HOW TO: SELL YOUR SERVICE
Wash your truck! If needed, paint your truck! Being able to read your business name and phone number on your truck is important, especially when it's parked in front of a landscape that displays your quality work. Neighbors don't always know each other, so you can't count on them picking up the phone and calling your client to get your name.
Wear appropriate/professional clothes. This means no cut-off T-shirts, flip flops or smelly clothes. You want your customers to know you work hard, but that you are also a professional.
Use the Yellow Pages. The Internet hurt the effectiveness of Yellow Pages; however, that does not mean you should not advertise here. Be sure to include an e-mail or Web site address.
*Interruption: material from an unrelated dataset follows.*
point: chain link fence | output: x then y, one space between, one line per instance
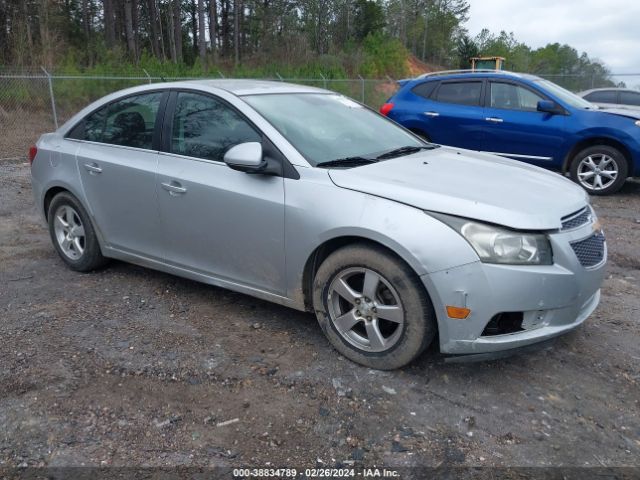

Customer referrals. If your customers tell you that you are doing a good job and are worth telling someone else about, let them. In general, people don't refer someone unless they are confident in the referral. The caveat is that you may not want to take on a referral if they are located in an area that would make your operation inefficient. An additional client in an area you are already working helps you increase profit, efficiently. Take on a client in a new area if you have been wanting to expand into that area. Increase your referrals by doing a professional job, in a professional way.
Road signs/bandit signs/yard signs. These are an effective way to market an area. An 18-inch by 24-inch sign is best when viewed at 30 to 50 mph. You can use smaller signs if they are placed where motorists have to stop. Blue and white are the easiest to read, however, neon signs definitely catch your eye. Be sure the neon signs are not only eye-catching, but also easily readable. The message should be no longer than five lines and include a phone number. Even if the potential client is Internet savvy, they are more likely to write down the number — it seems that many of us think we can remember the Web site address, but that doesn't always happen.
Direct mail: Send out sales letters, brochures, postcards and coupons. You can purchase address lists that are provided based on zip code or household income, to name a few categories. Be careful about offering freebies: Usually the potential clients who take you up on this offer never have paying for a service in their mind. Tie the freebies to a purchase.
Opt-in or permission-based e-mail subscriptions. Your clients agree to receive your e-mails, at no charge. This began as an effective tool, but the ever-increasing volume of spam makes it easy for these e-mails to get lost or overlooked. If you do choose to send out e-mail notices, keep them simple. Most clients won't want to wait for your page to load or to have to go to your site to see your message.
Web sites are terrific. While not everyone is hooked on the Internet, there are many people who go straight to a Web site or search engine to get more information on your business. If you've ever compiled a portfolio of your work, shown it to a potential client and seen their positive reaction, just think how many more people will be impressed when they see your work online. Be sure your Web site is high-quality and easy to navigate. If you are not Web page savvy, pay someone who is. Do your own surfing and note which pages are effective and which are not.
With each new inquiry to your service, ask the potential client if this is their first experience using a service. If not, ask why they are switching service providers. You may gain some helpful information and throw up red flags. They may be a constant price shopper. Avoid quoting a fee without seeing the site. When quotes are given, don't apologize for what you charge — you know your expenses and your bottom line. Charge accordingly. There are companies who take pride in being the most expensive service in an area, and they usually do quite well financially. The companies who take pride in charging the lowest may not be making a real profit.